Thursday, May 9, 2013

Nick Lowe

Nicholas Drain "Nick" Lowe, a pivotal figure in new wave, punk rock and U.K. pub rock was born March 24, 1949 in Walton-On-Thames, Surrey, England. He is a singer-songwriter who plays guitar, bass guitar, keyboards and harmonica. Beginning his musical career in 1967, he joined a band called Kippington Lodge with his friend from school, Brinsley Schwarz. The band recorded a handful of singles on the Parlaphone label before renaming the band Brinsley Schwarz in 1969. It was while in this band that Lowe wrote some of his best-known songs, including "(What's So Funny 'Bout) Peace Love And Understanding" which was a hit by Elvis Costello in 1979 and "Cruel To Be Kind", a solo hit for Lowe himself, also in 1979.

Lowe left Brinsley Schwarz in 1975 and by 1976 he had begun playing in Rockpile with Dave Edmunds in addition to recording as a solo performer. He was also an in-house producer for Stiff Records. As a producer he was nicknamed "The Basher" due to his rough and raw production style. In addition to producing Elvis Costello's first five albums, he produced early works by The Pretenders, The Damned, Dr. Feelgood, Graham Parker and others. His first single, released in August of 1976 was "So It Goes". It was also the first single released on the Stiff Records label.

Despite the impact Lowe has had on punk rock, he was never really a punk rocker. Musically, his roots were in pub rock, a back-to-basics movement popularized in England as a three-chord good-time type of sound that found a niche in the late 70s and early 80s. Lowe's own music was a blend of hard rock and power pop, infused with hooks, melodic songcraft and a wicked sense of humour, As new wave began to fade in the late 80s, Lowe turned his attention to roots rock and eventually became a full-fledged country rocker in the 90s.

Having earned a reputation as an eccentric but excellent songwriter by 1975, Lowe wanted to leave the label he was signed to at the time United Artists Records, but the label did not want to let him go. Lowe proceeded to record a string of deliberately unmarketable singles in an effort to get United Artists to drop him. The first of these was "Bay City Rollers We Love You", a satiric homage to the teen pop sensations. It unexpectedly became a hit in Japan. Finally, after releasing "Let's Go To The Disco" credited to The Disco Brothers, United Artists dropped him from the label.

"(I Love The Sound Of) Breaking Glass" was Lowe's first top 10 hit and was featured on his first solo LP, Jesus Of Cool (changed to Pure Pop For Now People on the U.S. release) in 1978. His second album, Labor Of Lust, was supported by Rockpile and contained his only major U.S. hit, "Cruel To Be Kind" which sounds quite a bit like something you would hear from The Grass Roots and incidently, one of my favorite Lowe songs along with a song from the only album officially by the group Rockpile, Labour Of Lust, a number titled "Teacher, Teacher".
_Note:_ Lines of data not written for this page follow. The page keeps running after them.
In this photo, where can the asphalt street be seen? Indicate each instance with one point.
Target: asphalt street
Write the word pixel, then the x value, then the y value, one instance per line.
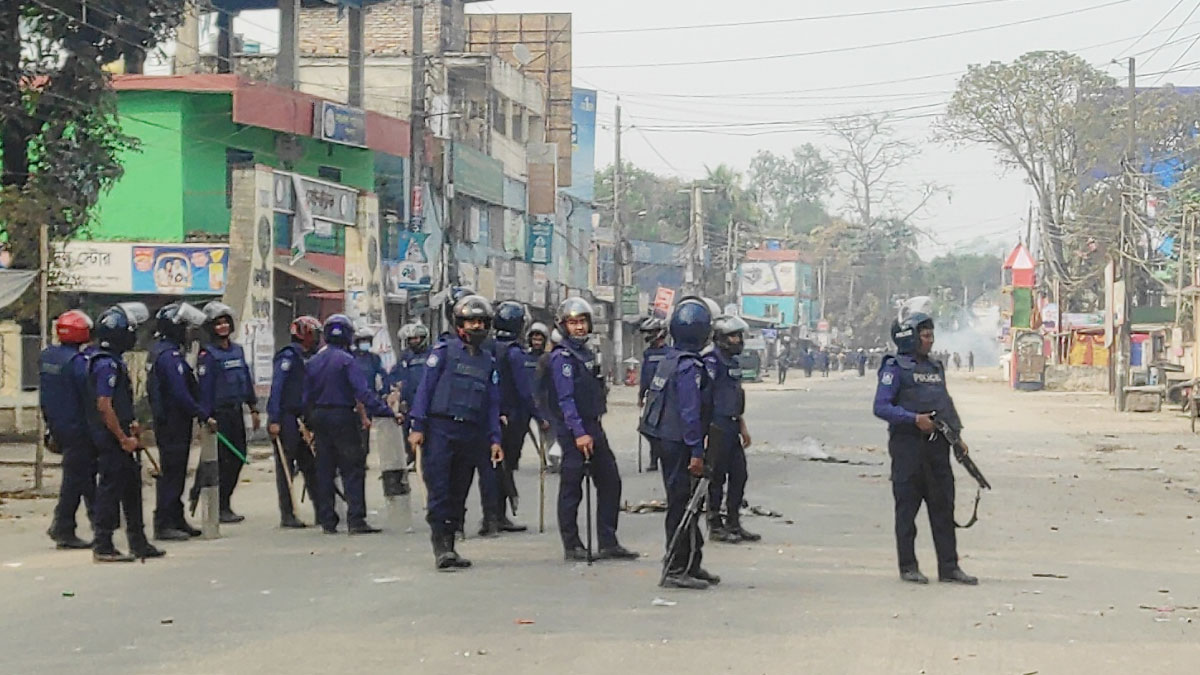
pixel 1086 551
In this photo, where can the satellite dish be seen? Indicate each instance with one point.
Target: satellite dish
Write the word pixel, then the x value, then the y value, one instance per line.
pixel 522 54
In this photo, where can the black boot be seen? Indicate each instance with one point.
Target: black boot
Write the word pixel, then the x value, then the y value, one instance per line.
pixel 142 548
pixel 103 550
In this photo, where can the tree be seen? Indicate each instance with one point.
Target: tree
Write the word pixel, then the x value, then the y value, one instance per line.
pixel 791 191
pixel 60 141
pixel 1042 114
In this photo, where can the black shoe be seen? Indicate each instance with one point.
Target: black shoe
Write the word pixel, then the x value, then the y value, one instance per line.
pixel 958 577
pixel 705 575
pixel 171 535
pixel 724 536
pixel 70 542
pixel 509 526
pixel 291 521
pixel 617 551
pixel 682 580
pixel 575 554
pixel 228 517
pixel 742 532
pixel 489 527
pixel 108 553
pixel 143 549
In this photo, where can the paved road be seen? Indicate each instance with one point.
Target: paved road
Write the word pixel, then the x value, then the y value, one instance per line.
pixel 1079 494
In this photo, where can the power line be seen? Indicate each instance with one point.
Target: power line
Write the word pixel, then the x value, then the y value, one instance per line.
pixel 793 19
pixel 856 47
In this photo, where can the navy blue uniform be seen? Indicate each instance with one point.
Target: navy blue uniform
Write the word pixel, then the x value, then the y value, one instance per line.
pixel 174 404
pixel 226 386
pixel 675 414
pixel 334 386
pixel 285 407
pixel 63 398
pixel 457 408
pixel 727 457
pixel 921 466
pixel 576 404
pixel 120 472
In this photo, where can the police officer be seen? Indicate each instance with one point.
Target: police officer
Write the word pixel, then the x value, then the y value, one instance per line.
pixel 115 435
pixel 911 392
pixel 173 393
pixel 285 407
pixel 675 414
pixel 335 387
pixel 63 398
pixel 576 402
pixel 456 416
pixel 729 435
pixel 517 406
pixel 371 364
pixel 654 330
pixel 226 386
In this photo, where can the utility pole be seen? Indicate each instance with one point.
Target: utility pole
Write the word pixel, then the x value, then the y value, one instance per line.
pixel 1122 370
pixel 618 256
pixel 417 125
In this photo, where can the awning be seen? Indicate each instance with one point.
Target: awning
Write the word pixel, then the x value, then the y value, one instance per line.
pixel 312 275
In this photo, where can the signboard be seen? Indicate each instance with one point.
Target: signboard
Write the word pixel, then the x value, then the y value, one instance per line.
pixel 767 278
pixel 538 248
pixel 583 144
pixel 111 267
pixel 663 300
pixel 336 123
pixel 413 270
pixel 327 201
pixel 477 174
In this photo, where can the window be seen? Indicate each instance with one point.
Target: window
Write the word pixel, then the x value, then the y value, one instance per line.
pixel 235 157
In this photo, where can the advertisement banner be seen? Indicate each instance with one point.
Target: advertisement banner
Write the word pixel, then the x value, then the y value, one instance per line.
pixel 538 248
pixel 166 269
pixel 583 144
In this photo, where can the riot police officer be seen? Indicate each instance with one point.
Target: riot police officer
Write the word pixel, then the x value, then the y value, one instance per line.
pixel 654 330
pixel 335 388
pixel 729 435
pixel 63 398
pixel 911 390
pixel 173 393
pixel 114 432
pixel 226 386
pixel 285 407
pixel 675 414
pixel 576 402
pixel 456 416
pixel 517 406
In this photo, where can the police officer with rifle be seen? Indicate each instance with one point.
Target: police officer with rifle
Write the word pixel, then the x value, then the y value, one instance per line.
pixel 911 393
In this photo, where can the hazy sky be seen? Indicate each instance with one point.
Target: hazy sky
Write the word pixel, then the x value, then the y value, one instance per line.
pixel 984 201
pixel 915 79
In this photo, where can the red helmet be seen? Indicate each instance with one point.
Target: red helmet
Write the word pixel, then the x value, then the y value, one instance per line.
pixel 73 327
pixel 306 330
During much of the 1980s, Lowe struggled with alcoholism. It was with the help of his long-time friends Elvis Costello and Stiff Records executive Jake Rivera that he recovered and remained sober ever since. After this he decided to stop looking for crossover pop hits and concentrated on country rock and roots rock. His last U.K. hit was 1984's "Half A Boy And Half A Man", and his final hit in the U.S. was 1985's "I Knew The Bride (When She Used To Rock And Roll)".

Lowe described his move from regular pop music as having "escaped the tyranny of the snare drum". On his recent album releases such as At My Age, The Convincer and The Impossible Bird, he has clearly and artfully recast himself as an earnest, world-traveling balladeer, respectfully digging deep into American roots music. To this day he renders vintage country, soul and RnB with a heartfelt, graceful dignity that he wears well at this stage of his long and influential career.